The resumption of U.S.-China trade talks was an encouraging development, but negotiators stumbled out of the gate. In our base case, we expect all current tariffs to remain in place at least through early 2020, sustaining downward pressure on global trade. Plus, new trade tensions flaring up between Japan and South Korea are only clouding the already bleak outlook. Against this backdrop, the major central banks have shown willingness to deploy their depleted monetary tools to fight risks of recession.
The ongoing uncertainties will continue to weigh on economic prospects for the remainder of the year and into 2020. Following are our outlooks for the major countries and regions:
United States
- Economic headlines in the U.S. have returned to a positive tone. The unemployment rate rose to 3.7% as more workers entered the labor force, while inflation rates have tempered their long decline. The trade truce with China has helped to settle markets, while the deal to lift the debt ceiling removes an important fiscal risk. Annualized gross domestic product (GDP) growth of 2.1% in the second quarter, driven by strong consumer spending, exceeded our expectations. While the decline in business investment is discouraging, the economy continues to show resilience.

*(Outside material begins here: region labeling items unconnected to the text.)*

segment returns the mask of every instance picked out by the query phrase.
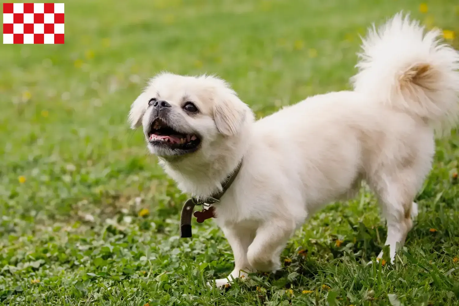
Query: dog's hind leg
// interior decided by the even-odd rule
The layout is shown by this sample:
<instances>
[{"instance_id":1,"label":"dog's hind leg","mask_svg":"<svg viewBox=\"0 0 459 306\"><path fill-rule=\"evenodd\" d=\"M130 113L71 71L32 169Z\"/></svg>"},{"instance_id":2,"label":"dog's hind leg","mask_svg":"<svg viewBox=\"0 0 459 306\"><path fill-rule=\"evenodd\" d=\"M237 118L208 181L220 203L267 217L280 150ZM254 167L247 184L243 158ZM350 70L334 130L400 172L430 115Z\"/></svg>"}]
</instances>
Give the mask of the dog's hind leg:
<instances>
[{"instance_id":1,"label":"dog's hind leg","mask_svg":"<svg viewBox=\"0 0 459 306\"><path fill-rule=\"evenodd\" d=\"M396 175L379 176L377 184L371 183L378 195L386 220L387 237L384 244L389 245L391 261L393 262L397 250L403 245L408 232L413 227L412 216L417 213L417 205L413 202L416 195L418 178L411 169L405 169ZM382 251L378 256L382 258Z\"/></svg>"},{"instance_id":2,"label":"dog's hind leg","mask_svg":"<svg viewBox=\"0 0 459 306\"><path fill-rule=\"evenodd\" d=\"M234 255L235 267L226 278L215 280L217 287L231 283L233 279L246 277L251 272L252 267L247 259L247 250L255 237L255 230L243 228L223 228L223 232L228 239ZM242 271L241 271L242 270ZM209 284L212 286L212 284Z\"/></svg>"},{"instance_id":3,"label":"dog's hind leg","mask_svg":"<svg viewBox=\"0 0 459 306\"><path fill-rule=\"evenodd\" d=\"M281 267L280 253L295 229L293 218L277 217L265 221L257 230L247 258L257 271L275 272Z\"/></svg>"}]
</instances>

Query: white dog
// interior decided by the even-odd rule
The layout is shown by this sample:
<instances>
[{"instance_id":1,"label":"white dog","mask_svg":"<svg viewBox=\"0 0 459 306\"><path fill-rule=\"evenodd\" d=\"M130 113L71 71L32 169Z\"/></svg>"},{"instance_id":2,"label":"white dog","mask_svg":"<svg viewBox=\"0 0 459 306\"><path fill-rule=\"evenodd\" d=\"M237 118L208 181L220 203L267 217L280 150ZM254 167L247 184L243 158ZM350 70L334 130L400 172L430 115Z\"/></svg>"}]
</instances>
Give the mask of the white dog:
<instances>
[{"instance_id":1,"label":"white dog","mask_svg":"<svg viewBox=\"0 0 459 306\"><path fill-rule=\"evenodd\" d=\"M354 90L308 98L255 121L224 81L161 73L132 104L150 151L184 192L207 197L242 161L213 204L235 267L275 271L296 229L364 179L378 197L393 259L412 226L430 170L434 131L458 114L459 52L398 14L363 41ZM381 255L380 255L381 256Z\"/></svg>"}]
</instances>

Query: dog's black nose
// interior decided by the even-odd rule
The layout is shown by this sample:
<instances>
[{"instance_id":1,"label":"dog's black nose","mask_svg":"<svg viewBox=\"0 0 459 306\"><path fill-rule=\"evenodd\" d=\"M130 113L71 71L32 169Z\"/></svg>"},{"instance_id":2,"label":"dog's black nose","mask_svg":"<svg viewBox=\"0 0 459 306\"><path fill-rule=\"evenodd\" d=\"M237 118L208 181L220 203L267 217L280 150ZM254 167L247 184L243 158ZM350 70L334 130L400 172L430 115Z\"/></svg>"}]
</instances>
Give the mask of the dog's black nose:
<instances>
[{"instance_id":1,"label":"dog's black nose","mask_svg":"<svg viewBox=\"0 0 459 306\"><path fill-rule=\"evenodd\" d=\"M170 107L171 105L168 103L166 101L164 100L162 100L161 101L157 101L155 102L155 104L153 105L153 106L155 107L157 107L158 108L161 109L164 107Z\"/></svg>"}]
</instances>

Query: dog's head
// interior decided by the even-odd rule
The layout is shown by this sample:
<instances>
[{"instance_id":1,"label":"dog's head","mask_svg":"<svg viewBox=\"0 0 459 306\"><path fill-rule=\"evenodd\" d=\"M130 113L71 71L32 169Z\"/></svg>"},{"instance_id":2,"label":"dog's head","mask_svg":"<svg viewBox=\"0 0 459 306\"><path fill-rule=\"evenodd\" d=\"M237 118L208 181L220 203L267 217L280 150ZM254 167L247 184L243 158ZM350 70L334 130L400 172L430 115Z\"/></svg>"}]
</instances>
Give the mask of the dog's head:
<instances>
[{"instance_id":1,"label":"dog's head","mask_svg":"<svg viewBox=\"0 0 459 306\"><path fill-rule=\"evenodd\" d=\"M216 140L230 141L252 119L224 81L168 73L150 81L129 113L131 128L142 125L150 150L166 160L215 149Z\"/></svg>"}]
</instances>

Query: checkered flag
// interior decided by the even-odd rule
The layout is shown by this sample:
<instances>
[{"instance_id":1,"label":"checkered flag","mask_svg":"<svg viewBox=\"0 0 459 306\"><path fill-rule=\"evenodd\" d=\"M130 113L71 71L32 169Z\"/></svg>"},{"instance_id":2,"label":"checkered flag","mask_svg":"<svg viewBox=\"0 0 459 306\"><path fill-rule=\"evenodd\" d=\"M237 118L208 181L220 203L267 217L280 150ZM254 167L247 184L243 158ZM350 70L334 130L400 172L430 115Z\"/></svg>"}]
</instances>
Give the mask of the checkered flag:
<instances>
[{"instance_id":1,"label":"checkered flag","mask_svg":"<svg viewBox=\"0 0 459 306\"><path fill-rule=\"evenodd\" d=\"M63 44L63 3L4 3L4 44Z\"/></svg>"}]
</instances>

- After thoroughly signaling an easier posture, the Federal Reserve has begun cutting rates. Following this week’s action, we expect one additional insurance cut of 25 bps this year, and for rates to hold steady thereafter. Favorable domestic conditions call this second cut into question, but the Fed has affirmed its intent to support the economy against headwinds from trade tensions and slow global growth.
Japan
- In its July meeting, the Bank of Japan (BoJ) kept its monetary policy unchanged, appearing to have taken a wait-and-see approach given the limited effective easing tools available. However, either a meaningful appreciation of the yen versus the dollar, or significant downside risks to economic activity (neither of which are in our base case) could force the BoJ to act.
- After securing a majority in the Upper House elections on July 21, Prime Minister Shinzo Abe looks set to implement the consumption tax hike in October 2019 that was included among the Liberal Democratic Party's election pledges. Looking ahead, we expect fiscal policy to play a bigger role in fighting the economic slowdown resulting from trade frictions, including renewed tensions with South Korea.
China
- The Chinese economy remains under considerable pressure (perhaps worse than reported owing to statistical issues) as real GDP growth slipped two-tenths to 6.2% year-over-year in the second quarter. As mentioned above, U.S.-China trade talks are off to a poor start. Despite the resumption of talks, we expect exports to remain under pressure as existing tariffs between the two countries are unlikely to be lifted any time soon.
Chinese policymakers will likely continue to deploy supportive macro policies with an objective of stabilizing growth. That said, striking a balance between easing and containing domestic economic imbalances won’t be easy.